Anna FuchsNeue Freibad-Regel spaltet Eltern: Nur mit Bronze-Abzeichen oder Begleitung?
Ein Vorschlag, wonach Kinder und Jugendliche ohne das Bronze-Schwimmabzeichen in Freibädern nur noch in Begleitung einer erwachsenen Person baden dürfen, hat eine Debatte ausgelöst. Peter Harzheim, Präsident der Deutschen Lebens-Rettungs-Gesellschaft (DLRG), setzt sich für eine bundesweite Einführung dieser Regelung ein. Befürworter und Kritiker diskutieren seitdem über mögliche Folgen.
Harzheim argumentiert, dass das Bronze-Abzeichen sicherstelle, dass Kinder sicher schwimmen könnten. Zudem sieht er in der Maßnahme eine Chance, die Bedeutung von Schwimmsicherheit zu betonen und Eltern zu motivieren, ihre Kinder früh mit dem Element Wasser vertraut zu machen.

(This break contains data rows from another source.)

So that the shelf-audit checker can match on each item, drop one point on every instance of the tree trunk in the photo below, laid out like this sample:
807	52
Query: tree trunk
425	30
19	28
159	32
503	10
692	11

Ute Vogt, ebenfalls Präsidentin der DLRG, unterstützt den Vorschlag und betont, dass die Verantwortung für Kinder und Jugendliche letztlich bei den Eltern oder Erziehungsberechtigten liege. Christian Mankel, Geschäftsführer der Deutschen Gesellschaft für das Badewesen (DGfdB), zeigt Verständnis für die Diskussion – besonders mit Blick auf den nahenden Sommer. Allerdings warnt er, dass strikte Zugangsverbote Nichtschwimmer oder schwache Schwimmer in unbewachte und gefährliche Gewässer drängen könnten.
Die Grünen-Politikerin Schahina Gambir kritisiert die geplante Regelung als ausgrenzend. Sie befürchtet, dass einkommensschwache Familien besonders benachteiligt werden könnten. Gambir fordert, dass allen Kindern zunächst die Möglichkeit gegeben werden müsse, Schwimmen zu lernen, bevor eine solche Regel eingeführt werde.
Ziel des Vorschlags ist es, die Sicherheit in Freibädern zu erhöhen. Sollte er umgesetzt werden, könnte er den Zugang von Kindern zu öffentlichen Badebereichen grundlegend verändern. Die Debatte zeigt, wie schwierig es ist, Sicherheit und Chancengleichheit für alle in Einklang zu bringen.